A catena is a sequence of soils along a hillslope from the summit to the toeslope. The variation in soil characteristics observed in a catena is mainly due to topography and its influence on sediment and water movement. In particular, differences in hydrology along a hillslope leads to predictable and generally visually obvious gradients of soil color. Where water tables are deep and oxidizing conditions are present (summit and shoulder positions), subsurface soil colors are red or brown from ferric (oxidized) iron. Conversely, in areas where water tables are close to the surface (footslope and toeslope positions) soil colors are gray, reflecting lower irons content due to translocation of ferrous (reduced) iron under reducing conditions. In addition, soils in reducing environments often have a thick black surface horizon due to slow decomposition of organic materials. Along a gradient of soil hydrology, a catena of unique soil types can be defined. An example of a representative soil catena from south-central Minnesota can be seen in Figs. 1 and 2. Notice the gradient of soil colors from the summit (oxidized) to the toeslope (reduced). This sequence of soils formed on calcareous loamy glacial till deposited on a low-relief ground moraine during the Wisconsinan glaciation (~15,000 ybp).

Until recently, communication of soil-geomorphic relationships has been largely accomplished through conceptual and qualitative models, such as Fig. 1. With the emergence and advancement of geographic information systems and spatial datasets, we now have the ability to develop quantitative models. Characterizing the geomorphic surface is the first step in producing a quantitative soil-landscape model. A Digital Elevation Models (DEM) is a digital representation of land surface topography (x, y, and elevation). An example of a high-resolution DEM is shown in Fig. 3. Using a DEM, "terrain analysis" can be used to derive quantitative "terrain attributes" that describe the nature of the land surface. These variables include: plan and profile curvature, slope, aspect, flow length, flow accumulation, catchment area, and others. Figure 4 shows an example of percent slope derived from the DEM in Fig. 3. These terrain attributes provide a powerful way to visualize topography. It is well established that soil patterns reflect the nature of the land surface (i.e. soil catena). By identifying the soil types and comparing them to the terrain attributes, we can develop a quantitative model of soil distribution on the landscape. Ideally each soil type will have a unique terrain signature. In addition, soil-landscape models can also be used to model any soil property that varies spatially in response to topography, such as soil thickness, thickness of the A-horizon (topsoil), soil water content, depth to carbonates (extent of leaching), organic carbon content, pH, and surface texture.

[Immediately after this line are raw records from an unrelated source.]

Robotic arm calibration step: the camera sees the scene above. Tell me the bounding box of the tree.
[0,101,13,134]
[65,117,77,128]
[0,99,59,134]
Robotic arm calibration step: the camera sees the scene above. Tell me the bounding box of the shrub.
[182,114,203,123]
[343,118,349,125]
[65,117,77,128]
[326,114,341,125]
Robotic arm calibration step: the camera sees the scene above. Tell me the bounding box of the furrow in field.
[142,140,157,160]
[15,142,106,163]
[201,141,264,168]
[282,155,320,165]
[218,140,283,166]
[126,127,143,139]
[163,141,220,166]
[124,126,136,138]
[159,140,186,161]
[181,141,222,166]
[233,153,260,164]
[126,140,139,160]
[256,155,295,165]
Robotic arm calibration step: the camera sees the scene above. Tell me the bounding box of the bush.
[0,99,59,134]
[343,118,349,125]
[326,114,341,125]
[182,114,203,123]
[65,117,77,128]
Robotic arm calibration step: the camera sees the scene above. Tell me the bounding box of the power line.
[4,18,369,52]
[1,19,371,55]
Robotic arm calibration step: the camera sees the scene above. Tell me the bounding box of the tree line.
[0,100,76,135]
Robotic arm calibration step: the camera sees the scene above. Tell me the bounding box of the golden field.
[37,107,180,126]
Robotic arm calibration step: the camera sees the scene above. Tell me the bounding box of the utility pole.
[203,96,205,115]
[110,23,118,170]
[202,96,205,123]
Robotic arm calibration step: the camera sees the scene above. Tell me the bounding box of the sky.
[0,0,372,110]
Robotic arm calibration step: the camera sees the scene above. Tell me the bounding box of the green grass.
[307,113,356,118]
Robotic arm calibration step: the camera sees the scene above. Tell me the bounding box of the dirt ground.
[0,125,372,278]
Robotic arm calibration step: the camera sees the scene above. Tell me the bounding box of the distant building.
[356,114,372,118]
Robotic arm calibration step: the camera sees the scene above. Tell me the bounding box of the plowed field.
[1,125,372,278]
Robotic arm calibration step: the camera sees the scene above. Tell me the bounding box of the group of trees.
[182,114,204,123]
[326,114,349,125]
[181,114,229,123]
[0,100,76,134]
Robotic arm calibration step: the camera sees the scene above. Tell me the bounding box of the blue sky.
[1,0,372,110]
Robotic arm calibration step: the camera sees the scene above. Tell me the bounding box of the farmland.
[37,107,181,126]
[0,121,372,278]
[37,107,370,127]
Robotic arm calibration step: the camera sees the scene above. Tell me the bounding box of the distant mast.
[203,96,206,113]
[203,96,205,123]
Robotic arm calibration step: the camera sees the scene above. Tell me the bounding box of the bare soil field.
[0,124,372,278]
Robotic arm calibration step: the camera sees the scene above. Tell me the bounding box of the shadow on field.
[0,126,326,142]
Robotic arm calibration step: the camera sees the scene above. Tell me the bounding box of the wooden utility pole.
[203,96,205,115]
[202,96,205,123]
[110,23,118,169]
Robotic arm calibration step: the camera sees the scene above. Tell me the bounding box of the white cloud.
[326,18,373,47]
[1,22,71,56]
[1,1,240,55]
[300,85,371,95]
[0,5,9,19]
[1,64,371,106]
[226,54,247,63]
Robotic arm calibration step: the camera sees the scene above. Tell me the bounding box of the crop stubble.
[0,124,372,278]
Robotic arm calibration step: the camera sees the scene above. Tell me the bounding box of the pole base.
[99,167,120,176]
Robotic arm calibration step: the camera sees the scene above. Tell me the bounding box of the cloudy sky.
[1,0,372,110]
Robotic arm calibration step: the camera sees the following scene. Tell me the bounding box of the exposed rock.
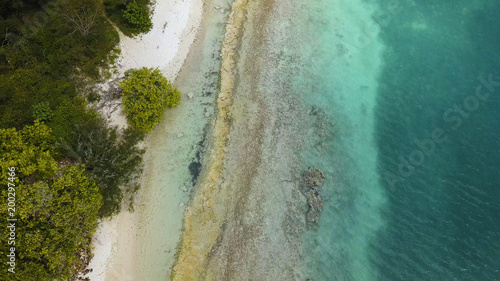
[189,161,202,184]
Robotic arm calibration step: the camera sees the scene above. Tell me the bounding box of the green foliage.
[0,123,102,280]
[123,1,152,33]
[119,67,181,133]
[0,0,119,130]
[103,0,152,36]
[32,102,53,122]
[0,121,57,182]
[49,98,99,147]
[0,67,75,129]
[87,90,102,103]
[57,118,145,217]
[0,1,151,279]
[33,0,120,78]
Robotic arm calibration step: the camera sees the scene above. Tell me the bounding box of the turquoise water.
[373,1,500,280]
[298,1,385,280]
[267,0,500,279]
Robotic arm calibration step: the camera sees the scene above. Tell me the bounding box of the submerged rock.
[304,190,323,223]
[301,167,325,189]
[300,167,325,224]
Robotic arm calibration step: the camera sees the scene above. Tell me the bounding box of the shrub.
[32,102,53,122]
[122,1,152,33]
[119,67,181,133]
[102,0,151,36]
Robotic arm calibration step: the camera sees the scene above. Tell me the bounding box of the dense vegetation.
[0,0,120,131]
[120,67,181,133]
[103,0,152,36]
[0,0,150,278]
[0,122,102,280]
[57,120,145,217]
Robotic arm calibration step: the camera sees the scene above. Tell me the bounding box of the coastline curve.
[171,0,249,279]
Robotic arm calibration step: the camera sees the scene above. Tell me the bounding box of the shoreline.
[171,0,250,278]
[85,0,205,279]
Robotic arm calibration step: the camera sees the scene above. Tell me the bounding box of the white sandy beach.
[116,0,204,81]
[84,0,204,280]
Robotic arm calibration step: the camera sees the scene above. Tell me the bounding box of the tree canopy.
[0,1,147,277]
[0,121,57,181]
[119,67,181,133]
[57,119,145,217]
[103,0,152,36]
[123,1,153,33]
[0,122,102,280]
[0,0,119,133]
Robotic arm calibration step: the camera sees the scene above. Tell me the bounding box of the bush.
[0,0,119,130]
[122,1,152,33]
[103,0,151,36]
[119,67,181,133]
[32,102,53,122]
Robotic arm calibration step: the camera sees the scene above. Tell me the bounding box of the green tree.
[0,122,103,280]
[122,1,152,33]
[0,121,57,181]
[12,165,102,280]
[49,97,99,147]
[57,118,145,217]
[119,67,181,133]
[0,67,73,129]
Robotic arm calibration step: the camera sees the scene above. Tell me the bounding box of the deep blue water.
[292,0,500,280]
[373,1,500,280]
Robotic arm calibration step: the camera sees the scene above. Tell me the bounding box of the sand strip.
[85,0,204,280]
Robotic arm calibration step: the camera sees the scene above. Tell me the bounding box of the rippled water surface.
[261,0,500,279]
[373,1,500,280]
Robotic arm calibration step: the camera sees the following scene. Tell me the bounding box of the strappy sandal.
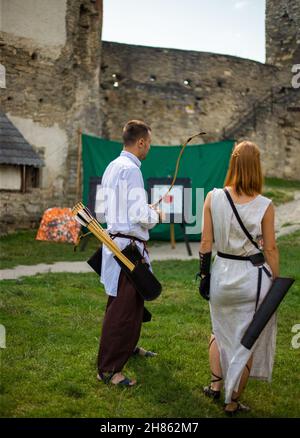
[203,372,223,400]
[224,364,251,415]
[97,372,136,387]
[133,346,157,357]
[203,336,222,400]
[224,398,251,416]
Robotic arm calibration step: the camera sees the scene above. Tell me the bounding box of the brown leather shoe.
[224,400,251,416]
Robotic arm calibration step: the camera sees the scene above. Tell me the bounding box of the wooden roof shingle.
[0,112,44,167]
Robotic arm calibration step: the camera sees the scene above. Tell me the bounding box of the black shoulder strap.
[223,188,260,251]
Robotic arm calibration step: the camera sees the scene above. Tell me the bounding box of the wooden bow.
[151,131,206,208]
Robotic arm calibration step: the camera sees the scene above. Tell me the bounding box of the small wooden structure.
[0,112,44,192]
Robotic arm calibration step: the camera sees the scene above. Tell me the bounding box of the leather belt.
[109,233,146,244]
[109,233,148,256]
[217,251,252,261]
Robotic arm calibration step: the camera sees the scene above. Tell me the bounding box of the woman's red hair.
[224,141,263,196]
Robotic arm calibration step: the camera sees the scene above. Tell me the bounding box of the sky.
[102,0,266,63]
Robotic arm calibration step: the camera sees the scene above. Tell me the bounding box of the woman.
[199,141,279,415]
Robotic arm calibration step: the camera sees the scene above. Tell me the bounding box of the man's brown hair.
[122,120,151,146]
[224,141,263,196]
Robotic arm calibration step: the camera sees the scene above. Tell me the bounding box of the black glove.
[196,252,212,301]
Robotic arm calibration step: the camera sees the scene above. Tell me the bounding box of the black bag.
[87,245,153,322]
[248,252,265,266]
[114,242,162,301]
[87,246,102,276]
[241,277,294,349]
[142,307,152,323]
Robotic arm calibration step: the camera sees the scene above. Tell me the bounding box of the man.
[97,120,162,386]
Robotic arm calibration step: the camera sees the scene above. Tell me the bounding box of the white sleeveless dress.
[209,188,277,403]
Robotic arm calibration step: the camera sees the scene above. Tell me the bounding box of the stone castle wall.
[100,42,278,145]
[0,188,63,234]
[228,88,300,179]
[0,0,103,233]
[266,0,300,68]
[99,41,299,179]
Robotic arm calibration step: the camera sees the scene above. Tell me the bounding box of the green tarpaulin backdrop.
[82,134,234,241]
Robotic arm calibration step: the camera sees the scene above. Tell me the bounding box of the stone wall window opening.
[0,164,40,193]
[21,165,40,193]
[281,1,291,19]
[112,73,122,80]
[79,3,89,21]
[26,166,40,191]
[183,79,192,87]
[112,73,122,87]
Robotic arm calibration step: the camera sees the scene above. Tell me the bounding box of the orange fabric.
[36,207,80,244]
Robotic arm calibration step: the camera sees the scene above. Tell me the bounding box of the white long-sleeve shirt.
[99,150,159,296]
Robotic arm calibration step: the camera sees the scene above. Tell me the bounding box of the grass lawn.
[263,177,300,206]
[0,229,100,270]
[0,232,299,418]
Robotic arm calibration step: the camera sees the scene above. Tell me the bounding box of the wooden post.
[170,223,176,249]
[21,165,26,193]
[76,128,82,201]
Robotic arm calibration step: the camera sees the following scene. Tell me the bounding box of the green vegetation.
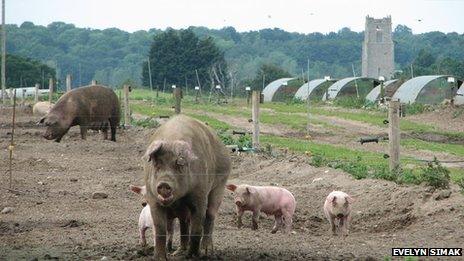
[7,22,464,90]
[402,139,464,157]
[132,117,159,128]
[142,29,226,88]
[2,54,55,88]
[419,158,450,189]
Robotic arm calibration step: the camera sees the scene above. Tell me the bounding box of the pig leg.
[236,207,244,228]
[151,205,168,261]
[252,209,260,230]
[201,185,225,256]
[171,210,190,256]
[80,126,87,140]
[342,215,350,236]
[338,217,345,236]
[282,212,293,234]
[166,216,174,252]
[271,215,283,234]
[102,128,108,140]
[109,118,117,142]
[139,225,148,246]
[187,196,207,258]
[329,216,337,236]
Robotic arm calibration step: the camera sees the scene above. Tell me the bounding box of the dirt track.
[1,110,464,260]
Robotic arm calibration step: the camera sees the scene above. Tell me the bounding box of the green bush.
[132,117,159,128]
[419,158,450,189]
[404,103,426,115]
[333,97,367,109]
[455,176,464,193]
[310,154,328,167]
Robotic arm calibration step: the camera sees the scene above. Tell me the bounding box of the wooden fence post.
[48,78,54,103]
[252,90,260,150]
[91,80,97,85]
[34,83,39,103]
[21,89,26,106]
[174,87,182,114]
[66,74,72,92]
[388,100,400,171]
[123,85,130,127]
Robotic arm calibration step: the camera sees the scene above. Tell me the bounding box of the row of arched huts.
[263,75,464,105]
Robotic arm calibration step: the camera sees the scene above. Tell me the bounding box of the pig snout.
[156,182,174,204]
[336,213,344,218]
[234,197,243,207]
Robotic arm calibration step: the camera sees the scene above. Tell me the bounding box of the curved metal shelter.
[294,79,331,100]
[392,75,448,103]
[326,77,374,100]
[365,79,398,102]
[262,78,294,102]
[455,82,464,105]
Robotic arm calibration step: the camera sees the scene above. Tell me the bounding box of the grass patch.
[401,139,464,157]
[131,103,174,117]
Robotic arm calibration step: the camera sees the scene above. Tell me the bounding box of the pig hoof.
[201,237,214,256]
[171,248,187,256]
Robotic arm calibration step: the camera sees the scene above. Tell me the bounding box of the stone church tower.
[361,16,394,80]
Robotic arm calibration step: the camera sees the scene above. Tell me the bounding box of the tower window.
[375,26,383,42]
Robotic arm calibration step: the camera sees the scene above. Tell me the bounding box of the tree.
[1,54,56,88]
[247,63,292,90]
[141,29,227,91]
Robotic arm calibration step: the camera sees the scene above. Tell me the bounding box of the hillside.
[5,22,464,88]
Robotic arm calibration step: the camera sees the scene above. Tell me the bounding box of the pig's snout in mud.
[43,132,54,140]
[156,182,174,205]
[234,199,243,207]
[336,213,344,218]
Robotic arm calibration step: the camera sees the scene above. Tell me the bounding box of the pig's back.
[258,186,296,215]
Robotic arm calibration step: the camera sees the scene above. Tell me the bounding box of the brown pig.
[143,115,231,260]
[38,85,120,142]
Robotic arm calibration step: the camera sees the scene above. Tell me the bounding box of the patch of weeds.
[333,97,367,109]
[310,154,328,167]
[397,169,421,185]
[452,108,464,118]
[218,131,235,145]
[404,103,427,115]
[326,156,369,179]
[236,134,252,149]
[419,158,450,189]
[372,166,398,182]
[132,117,159,128]
[456,177,464,194]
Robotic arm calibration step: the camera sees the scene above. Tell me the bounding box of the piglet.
[130,185,154,246]
[130,185,176,250]
[226,184,296,233]
[323,191,354,236]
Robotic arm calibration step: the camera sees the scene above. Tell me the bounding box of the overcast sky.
[9,0,464,34]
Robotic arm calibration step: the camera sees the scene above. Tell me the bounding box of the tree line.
[4,21,464,91]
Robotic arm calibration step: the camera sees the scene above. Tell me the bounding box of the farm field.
[1,92,464,260]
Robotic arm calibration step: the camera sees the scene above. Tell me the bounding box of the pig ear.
[37,116,46,125]
[246,186,256,194]
[226,184,237,191]
[143,140,165,162]
[129,185,143,195]
[345,195,354,204]
[174,140,198,166]
[331,195,337,204]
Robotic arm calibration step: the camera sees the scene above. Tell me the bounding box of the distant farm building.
[325,77,379,100]
[455,82,464,105]
[365,79,403,102]
[262,78,295,102]
[294,79,336,101]
[392,75,460,104]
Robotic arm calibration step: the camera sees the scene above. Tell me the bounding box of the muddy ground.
[1,109,464,260]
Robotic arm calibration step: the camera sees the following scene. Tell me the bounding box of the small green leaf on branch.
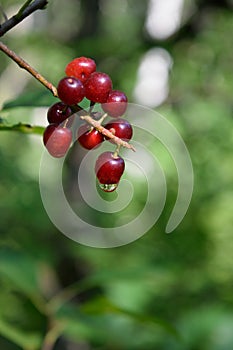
[0,122,44,135]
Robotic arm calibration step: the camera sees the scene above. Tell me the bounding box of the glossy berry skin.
[43,124,72,158]
[95,151,125,185]
[101,90,128,117]
[47,102,72,124]
[65,57,96,83]
[84,72,112,103]
[77,124,104,150]
[57,77,85,105]
[104,118,133,142]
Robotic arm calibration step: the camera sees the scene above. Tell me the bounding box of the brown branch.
[80,115,136,152]
[0,40,58,96]
[0,0,48,37]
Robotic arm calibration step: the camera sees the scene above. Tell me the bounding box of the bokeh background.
[0,0,233,349]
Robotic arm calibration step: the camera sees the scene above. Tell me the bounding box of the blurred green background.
[0,0,233,349]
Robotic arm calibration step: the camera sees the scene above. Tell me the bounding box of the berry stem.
[113,144,121,158]
[62,117,71,129]
[80,114,136,152]
[0,0,48,37]
[98,113,108,125]
[0,41,58,97]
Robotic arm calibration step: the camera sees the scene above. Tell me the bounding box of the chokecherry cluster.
[43,56,133,192]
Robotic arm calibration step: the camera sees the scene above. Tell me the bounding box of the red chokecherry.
[43,124,72,158]
[95,151,125,192]
[47,102,72,124]
[57,77,85,105]
[65,57,96,83]
[102,90,128,117]
[84,72,112,103]
[104,118,133,142]
[77,124,104,150]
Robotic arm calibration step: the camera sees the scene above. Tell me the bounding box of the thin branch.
[80,114,136,152]
[0,41,58,96]
[47,280,90,313]
[41,319,63,350]
[0,0,48,37]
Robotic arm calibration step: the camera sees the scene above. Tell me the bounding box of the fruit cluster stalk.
[80,115,136,152]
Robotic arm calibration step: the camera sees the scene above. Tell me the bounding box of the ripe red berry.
[47,102,72,124]
[104,118,133,142]
[101,90,128,117]
[65,57,96,83]
[43,124,72,158]
[84,72,112,103]
[95,151,125,192]
[77,124,104,149]
[57,77,85,105]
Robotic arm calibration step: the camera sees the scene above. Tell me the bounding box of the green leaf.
[55,296,180,341]
[15,0,34,19]
[0,122,44,135]
[81,296,180,339]
[56,298,181,347]
[2,90,57,110]
[0,247,40,296]
[0,317,42,350]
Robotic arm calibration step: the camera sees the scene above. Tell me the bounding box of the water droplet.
[99,183,118,192]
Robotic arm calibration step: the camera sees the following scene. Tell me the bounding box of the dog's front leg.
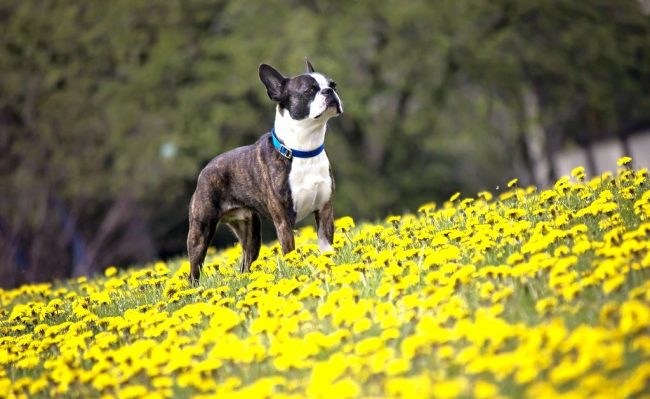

A soil-landscape model was developed for the Clarion-Nicollet-Webster soil catena shown in Figs. 1 and 2 (Swanson, 2003). Terrain attributes were derived from a 5-m resolution DEM (Fig. 4). Each soil type had a distinct landscape signature and within each terrain attribute the values varied along a gradient from the summit (Clarion) to the toeslope (Glencoe) (Table 1). For instance, Glencoe, a very poorly drained soil, had profile and curvature values indicating concavity and flow accumulation, which fits our conceptual understanding of where we would expect to find reducing environments. Overall, the model that was developed was able to predict soil distribution with a classification accuracy up to 74%. Of the misclassified points more than 95%, were classified in a neighboring soil type along the catena. This proved to be a highly accurate model for predicting soil distribution in this region.

Associated References:

  • Schaetzl, R. and S. Anderson. 2005. Soils: genesis and geomorphology. Cambridge University Press, New York. 817 p.
  • Swanson, H. 2003. Using quantitative landscape modeling and scientific visualization to characterize soil hydrology dynamics. M.S. Thesis, University of Minnesota, St. Paul, Minnesota.